“She was extremely good to me. I’m not speaking of that time at Malvern—that came later.”
“Precisely—I understand. You’re speaking of the first years of her widowhood.”
Mr. Longdon just faltered. “I should call them rather the last. Six months later came her second marriage.”
Vanderbank’s interest visibly improved. “Ah it was THEN? That was about my seventh year.” He called things back and pieced them together. “But she must have been older than you.”
“Yes—a little. She was kindness itself to me at all events, then and afterwards. That was the charm of the weeks at Malvern.”
“I see,” the young man laughed. “The charm was that you had recovered.”
“Oh dear, no!” Mr. Longdon, rather to his mystification, exclaimed. “I’m afraid I hadn’t recovered at all—hadn’t, if that’s what you mean, got over my misery and my melancholy. She knew I hadn’t—and that was what was nice of her. She was a person with whom I could talk about her.”

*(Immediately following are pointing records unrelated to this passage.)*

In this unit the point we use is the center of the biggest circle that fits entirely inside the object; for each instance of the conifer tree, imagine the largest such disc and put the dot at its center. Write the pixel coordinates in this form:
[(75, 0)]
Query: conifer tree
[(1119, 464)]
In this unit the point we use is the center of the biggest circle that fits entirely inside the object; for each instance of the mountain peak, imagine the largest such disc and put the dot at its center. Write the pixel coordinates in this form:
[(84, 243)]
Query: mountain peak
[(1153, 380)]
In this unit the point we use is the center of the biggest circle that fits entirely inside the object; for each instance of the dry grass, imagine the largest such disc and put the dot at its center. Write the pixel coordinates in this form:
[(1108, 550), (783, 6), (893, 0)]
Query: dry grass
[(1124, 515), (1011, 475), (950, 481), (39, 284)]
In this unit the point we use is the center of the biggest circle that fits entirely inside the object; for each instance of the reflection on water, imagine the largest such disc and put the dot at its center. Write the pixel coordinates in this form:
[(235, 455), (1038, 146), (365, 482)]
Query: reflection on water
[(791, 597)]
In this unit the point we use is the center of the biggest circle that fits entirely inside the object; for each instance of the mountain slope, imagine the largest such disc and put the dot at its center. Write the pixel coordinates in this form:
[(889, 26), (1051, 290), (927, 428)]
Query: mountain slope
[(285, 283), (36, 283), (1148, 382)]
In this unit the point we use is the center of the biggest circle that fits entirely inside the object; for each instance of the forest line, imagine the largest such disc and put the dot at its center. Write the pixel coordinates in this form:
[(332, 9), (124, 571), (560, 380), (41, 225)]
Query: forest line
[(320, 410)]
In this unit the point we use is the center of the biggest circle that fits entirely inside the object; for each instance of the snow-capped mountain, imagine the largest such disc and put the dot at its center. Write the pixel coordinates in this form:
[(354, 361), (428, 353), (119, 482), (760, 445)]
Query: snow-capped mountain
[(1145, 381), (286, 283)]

Vanderbank took a moment to clear up the ambiguity. “Oh you mean you could talk about the OTHER. You hadn’t got over Lady Julia.”
Mr. Longdon sadly smiled at him. “I haven’t got over her yet!” Then, however, as if not to look morbid, he took pains to be clear. “The first wound was bad—but from that one always comes round. Your mother, dear woman, had known how to help me. Lady Julia was at that time her intimate friend—it was she who introduced me there. She couldn’t help what happened—she did her best. What I meant just now was that in the aftertime, when opportunity occurred, she was the one person with whom I could always talk and who always understood.” He lost himself an instant in the deep memories to attest which he had survived alone; then he sighed out as if the taste of it all came back to him with a faint sweetness: “I think they must both have been good to me. At the Malvern time, the particular time I just mentioned to you, Lady Julia was already married, and during those first years she had been whirled out of my ken. Then her own life took a quieter turn; we met again; I went for a good while often to her house. I think she rather liked the state to which she had reduced me, though she didn’t, you know, in the least presume on it. The better a woman is—it has often struck me—the more she enjoys in a quiet way some fellow’s having been rather bad, rather dark and desperate, about her—for her. I dare say, I mean, that though Lady Julia insisted I ought to marry she wouldn’t really have liked it much if I had. At any rate it was in those years I saw her daughter just cease to be a child—the little girl who was to be transformed by time into the so different person with whom we dined to-night. That comes back to me when I hear you speak of the growing up, in turn, of that person’s own daughter.”
“I follow you with a sympathy—!” Vanderbank replied. “The situation’s reproduced.”